Uma casa vazia
À minha espera há uma casa sozinha e uma cadela feliz.
Porque é ela
feliz? Com que sonha? O que espera amanhã? A solidão da casa não a atormenta. A
sua casa sou eu, mas ela não é a minha casa. Totalmente. Eu devo ser a minha única
casa quando adormeço, porque a solidão da casa que me espera me atormenta.
Junto à casa
onde vivo, construíram, há anos, um centro de apoio a velhos. Aí vão almoçar e
passam parte das horas que se lhe antecedem e seguem. Estão sentados à porta ou
na escadaria. Têm um ar vazio. Fazem palavras cruzadas ou olham a rua, apenas.
Esperam. Não falam muito. Alguns chamam a cadela. Fazem-lhe festas. Brincam com
ela. Dão-me migalhas de pão que têm nos bolsos. Trocamos algumas palavras de
circunstância. Olho-os. Olham-me. Contemplo o seu olhar triste e cansado. Dá vontade de os abraçar.
Seria como se me abraçasse.
Se fico uns
tempos sem passar à porta do centro, mudam os velhos. Já são outras caras.
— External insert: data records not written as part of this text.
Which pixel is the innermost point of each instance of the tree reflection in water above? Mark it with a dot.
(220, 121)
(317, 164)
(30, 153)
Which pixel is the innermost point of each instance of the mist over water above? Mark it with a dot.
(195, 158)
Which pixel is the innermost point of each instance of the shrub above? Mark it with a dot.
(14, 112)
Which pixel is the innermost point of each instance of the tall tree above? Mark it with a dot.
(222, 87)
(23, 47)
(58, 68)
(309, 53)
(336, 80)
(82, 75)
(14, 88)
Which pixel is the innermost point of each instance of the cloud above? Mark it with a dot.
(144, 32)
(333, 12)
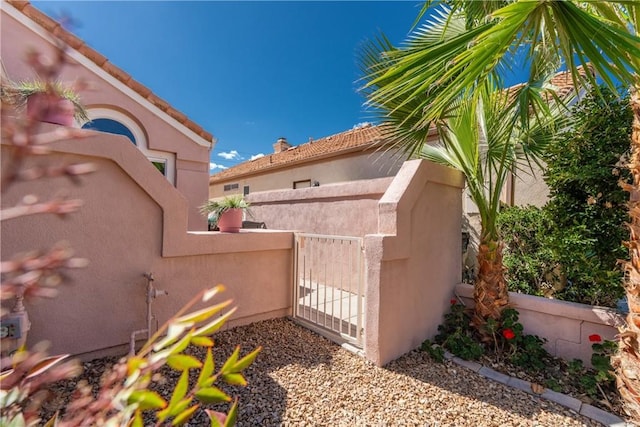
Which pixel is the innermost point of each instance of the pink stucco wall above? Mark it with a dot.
(134, 221)
(192, 160)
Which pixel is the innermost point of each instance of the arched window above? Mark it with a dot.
(112, 121)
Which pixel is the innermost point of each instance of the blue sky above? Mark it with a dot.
(247, 71)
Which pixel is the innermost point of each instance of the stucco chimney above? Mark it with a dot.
(281, 145)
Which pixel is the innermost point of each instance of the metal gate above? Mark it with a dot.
(329, 285)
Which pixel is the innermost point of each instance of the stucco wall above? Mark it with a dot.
(530, 188)
(565, 325)
(332, 169)
(162, 131)
(133, 221)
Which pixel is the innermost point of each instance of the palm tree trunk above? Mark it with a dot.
(490, 289)
(627, 361)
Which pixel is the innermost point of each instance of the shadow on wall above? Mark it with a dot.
(470, 386)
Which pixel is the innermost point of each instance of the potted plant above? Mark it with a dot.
(226, 213)
(47, 102)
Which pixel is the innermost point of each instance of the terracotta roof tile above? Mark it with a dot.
(158, 102)
(95, 56)
(100, 60)
(358, 139)
(140, 88)
(68, 38)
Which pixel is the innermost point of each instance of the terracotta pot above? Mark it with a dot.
(231, 221)
(50, 109)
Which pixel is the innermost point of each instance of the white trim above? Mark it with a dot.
(141, 139)
(91, 66)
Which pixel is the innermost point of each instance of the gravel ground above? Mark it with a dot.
(303, 379)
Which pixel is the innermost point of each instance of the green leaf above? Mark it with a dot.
(212, 395)
(232, 415)
(181, 406)
(45, 364)
(181, 362)
(243, 363)
(202, 341)
(207, 369)
(146, 399)
(204, 314)
(184, 416)
(181, 345)
(234, 379)
(214, 325)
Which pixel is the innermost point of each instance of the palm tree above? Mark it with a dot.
(466, 44)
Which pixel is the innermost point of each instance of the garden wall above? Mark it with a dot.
(565, 325)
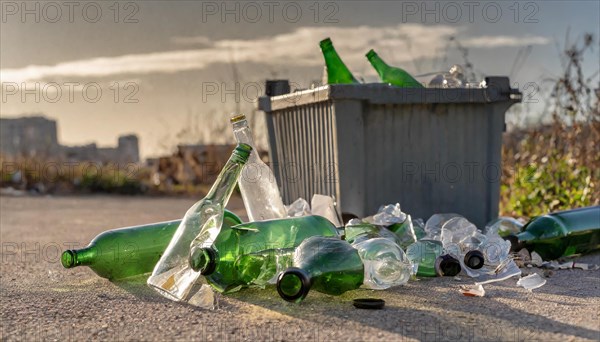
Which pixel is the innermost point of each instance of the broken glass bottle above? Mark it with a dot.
(333, 266)
(253, 253)
(257, 183)
(172, 277)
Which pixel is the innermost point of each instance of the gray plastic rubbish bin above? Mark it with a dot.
(431, 150)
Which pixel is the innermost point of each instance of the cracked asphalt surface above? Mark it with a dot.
(42, 301)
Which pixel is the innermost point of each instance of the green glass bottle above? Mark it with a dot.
(126, 252)
(561, 233)
(392, 75)
(172, 277)
(253, 252)
(337, 71)
(328, 265)
(334, 266)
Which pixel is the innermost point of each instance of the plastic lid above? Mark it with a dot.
(369, 303)
(474, 259)
(237, 118)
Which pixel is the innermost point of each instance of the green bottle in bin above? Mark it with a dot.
(253, 252)
(337, 71)
(561, 233)
(126, 252)
(392, 75)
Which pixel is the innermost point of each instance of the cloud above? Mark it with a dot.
(501, 41)
(196, 40)
(400, 44)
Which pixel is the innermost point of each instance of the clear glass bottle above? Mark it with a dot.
(333, 266)
(257, 183)
(172, 277)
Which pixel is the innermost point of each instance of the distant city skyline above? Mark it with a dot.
(172, 72)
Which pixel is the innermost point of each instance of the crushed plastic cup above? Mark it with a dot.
(531, 282)
(299, 207)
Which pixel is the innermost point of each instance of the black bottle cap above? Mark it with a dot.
(474, 259)
(203, 260)
(369, 303)
(447, 265)
(67, 259)
(304, 284)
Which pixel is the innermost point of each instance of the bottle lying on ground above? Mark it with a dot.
(333, 266)
(172, 277)
(392, 75)
(337, 71)
(562, 233)
(126, 252)
(257, 183)
(254, 253)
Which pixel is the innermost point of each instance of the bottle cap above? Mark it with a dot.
(474, 259)
(369, 303)
(326, 42)
(298, 291)
(243, 150)
(447, 265)
(237, 118)
(67, 259)
(203, 260)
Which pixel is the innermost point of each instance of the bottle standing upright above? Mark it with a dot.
(392, 75)
(172, 277)
(257, 183)
(337, 71)
(126, 252)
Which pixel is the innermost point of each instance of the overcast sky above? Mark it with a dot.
(166, 69)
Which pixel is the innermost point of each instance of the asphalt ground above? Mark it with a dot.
(40, 300)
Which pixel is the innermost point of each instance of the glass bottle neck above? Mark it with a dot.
(242, 133)
(78, 257)
(227, 179)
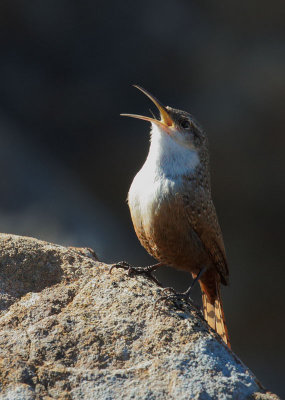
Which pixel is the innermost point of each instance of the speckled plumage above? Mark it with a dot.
(173, 213)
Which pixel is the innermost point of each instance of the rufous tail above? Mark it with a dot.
(214, 313)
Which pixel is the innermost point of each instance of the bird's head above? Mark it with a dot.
(179, 125)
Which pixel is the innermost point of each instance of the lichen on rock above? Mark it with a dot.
(71, 330)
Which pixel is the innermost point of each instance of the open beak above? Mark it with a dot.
(165, 120)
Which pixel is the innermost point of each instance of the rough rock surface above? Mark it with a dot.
(71, 330)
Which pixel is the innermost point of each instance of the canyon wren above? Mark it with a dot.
(172, 209)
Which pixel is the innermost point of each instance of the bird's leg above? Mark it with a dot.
(184, 295)
(138, 270)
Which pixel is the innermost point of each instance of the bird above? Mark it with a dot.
(172, 209)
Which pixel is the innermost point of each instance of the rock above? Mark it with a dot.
(71, 330)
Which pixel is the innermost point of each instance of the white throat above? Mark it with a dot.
(160, 176)
(169, 158)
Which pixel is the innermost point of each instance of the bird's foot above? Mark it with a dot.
(131, 271)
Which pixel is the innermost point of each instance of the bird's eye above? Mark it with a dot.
(185, 124)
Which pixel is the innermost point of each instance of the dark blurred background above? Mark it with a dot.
(67, 158)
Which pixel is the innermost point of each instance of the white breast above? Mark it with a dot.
(160, 175)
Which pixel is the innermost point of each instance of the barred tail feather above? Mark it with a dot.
(214, 314)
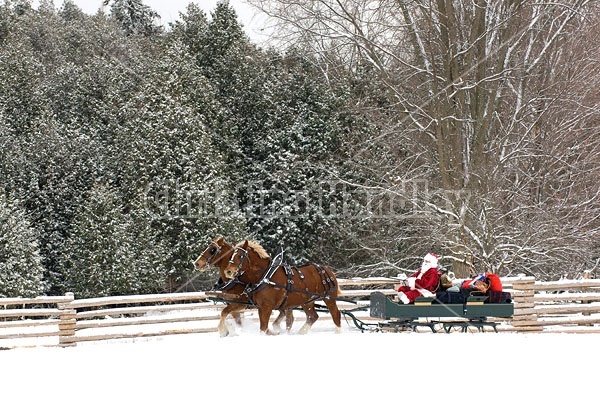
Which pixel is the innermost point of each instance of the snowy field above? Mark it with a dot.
(319, 364)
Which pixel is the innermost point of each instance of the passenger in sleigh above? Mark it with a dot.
(483, 283)
(487, 284)
(421, 283)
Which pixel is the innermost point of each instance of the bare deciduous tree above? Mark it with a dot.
(493, 103)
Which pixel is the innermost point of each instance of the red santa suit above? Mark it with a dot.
(423, 282)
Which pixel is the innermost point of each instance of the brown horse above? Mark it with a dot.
(276, 286)
(217, 254)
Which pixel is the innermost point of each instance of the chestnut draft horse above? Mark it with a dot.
(217, 254)
(272, 285)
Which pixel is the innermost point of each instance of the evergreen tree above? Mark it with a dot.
(21, 270)
(135, 17)
(109, 253)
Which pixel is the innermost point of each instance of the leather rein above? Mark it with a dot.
(265, 280)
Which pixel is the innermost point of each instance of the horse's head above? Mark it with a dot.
(217, 253)
(247, 256)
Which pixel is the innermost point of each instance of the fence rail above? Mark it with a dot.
(559, 306)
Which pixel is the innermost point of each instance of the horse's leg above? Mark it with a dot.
(289, 319)
(311, 317)
(277, 322)
(335, 314)
(264, 315)
(233, 309)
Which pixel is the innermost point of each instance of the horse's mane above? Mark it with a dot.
(262, 253)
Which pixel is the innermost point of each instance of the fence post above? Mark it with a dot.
(525, 317)
(67, 323)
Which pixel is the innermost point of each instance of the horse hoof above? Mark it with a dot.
(304, 329)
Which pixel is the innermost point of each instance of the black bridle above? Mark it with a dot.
(214, 250)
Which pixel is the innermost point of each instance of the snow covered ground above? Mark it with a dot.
(321, 363)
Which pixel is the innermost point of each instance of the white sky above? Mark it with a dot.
(169, 11)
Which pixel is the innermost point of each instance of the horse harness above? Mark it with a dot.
(327, 281)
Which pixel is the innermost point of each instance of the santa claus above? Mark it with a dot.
(422, 283)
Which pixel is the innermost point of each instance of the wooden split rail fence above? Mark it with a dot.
(558, 306)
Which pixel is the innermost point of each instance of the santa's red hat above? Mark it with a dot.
(431, 257)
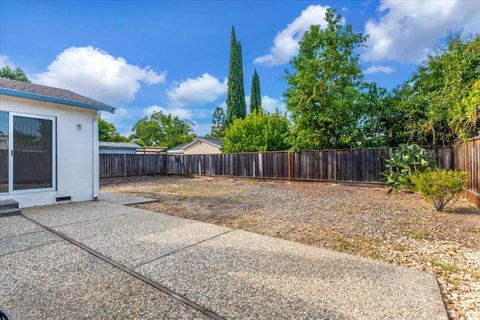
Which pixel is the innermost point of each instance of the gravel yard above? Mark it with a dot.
(400, 228)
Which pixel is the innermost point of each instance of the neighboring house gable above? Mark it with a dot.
(199, 146)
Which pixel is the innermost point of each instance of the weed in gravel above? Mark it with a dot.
(419, 235)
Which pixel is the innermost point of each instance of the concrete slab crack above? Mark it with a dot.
(181, 249)
(131, 272)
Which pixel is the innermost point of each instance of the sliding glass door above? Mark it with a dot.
(4, 130)
(27, 153)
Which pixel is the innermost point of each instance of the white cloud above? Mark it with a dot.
(202, 129)
(272, 104)
(268, 104)
(408, 28)
(198, 91)
(5, 61)
(174, 111)
(286, 41)
(120, 114)
(97, 74)
(378, 69)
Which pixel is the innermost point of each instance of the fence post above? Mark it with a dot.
(185, 165)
Não
pergunto pelos anteriores. Tenho vergonha e medo do que me dirão. Mas não
esqueço os seus rostos e gestos. Tenho-os guardadas no coração da memória. A forma como
sorriam, olhavam, faziam palavras cruzadas. Nem os seus nome sei. José? João?
Pessoas com casas vazias à sua espera. Talvez pessoas com com cães felizes
aguardando ansiosos a sua chegada.
Houve dias
em que a vida foi uma festa.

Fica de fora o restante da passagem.